Decarboxylating dehydrogenases active site signature.
| Number | Amino acid | CORE score | Number | Amino acid | CORE score |
| 1 | Val73 | 8 | 10 | Lys190* | 9 |
| 2 | Glu88 | 6 | 11 | Asn192* | 9 |
| 3 | Leu91 | 7 | 12 | Val193* | 7 |
| 4 | Leu92 | 8 | 13 | Asp222* | 9 |
| 5 | Arg95 | 9 | 14 | Asn242 | 9 |
| 6 | Arg105 | 8 | 15 | Asp246 | 8 |
| 7 | Arg133 | 9 | 16 | Asp250 | 9 |
| 8 | Leu135 | 7 | 17 | Glu275 | 9 |
| 9 | Tyr140 | 9 |
Residue identifiers are taken from the template crystal structure (PDB-Id: 1A05).

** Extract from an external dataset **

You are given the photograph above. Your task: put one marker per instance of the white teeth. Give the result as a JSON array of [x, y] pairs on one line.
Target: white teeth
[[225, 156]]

Residues highlighted with asterisks are from chain B of the homo-dimeric enzyme. The CORE scores are those from the family MSA generated by 3DCoffee.
Figure 2View on the superimposed active sites of IPMDH and ICDH.
The first chain of the homo-dimeric enzyme is represented by its solvent-excluded surface. The second chain is depicted in a backbone representation. The two substrates isocitrate (purple) and isopropylmalate (green) lie in the interface of the two chains. IPMDH sidechains are coloured green and sidechains from ICDH (PDB-Id: 1AI2, [40]) are coloured purple. This figure was created using BALLView [41].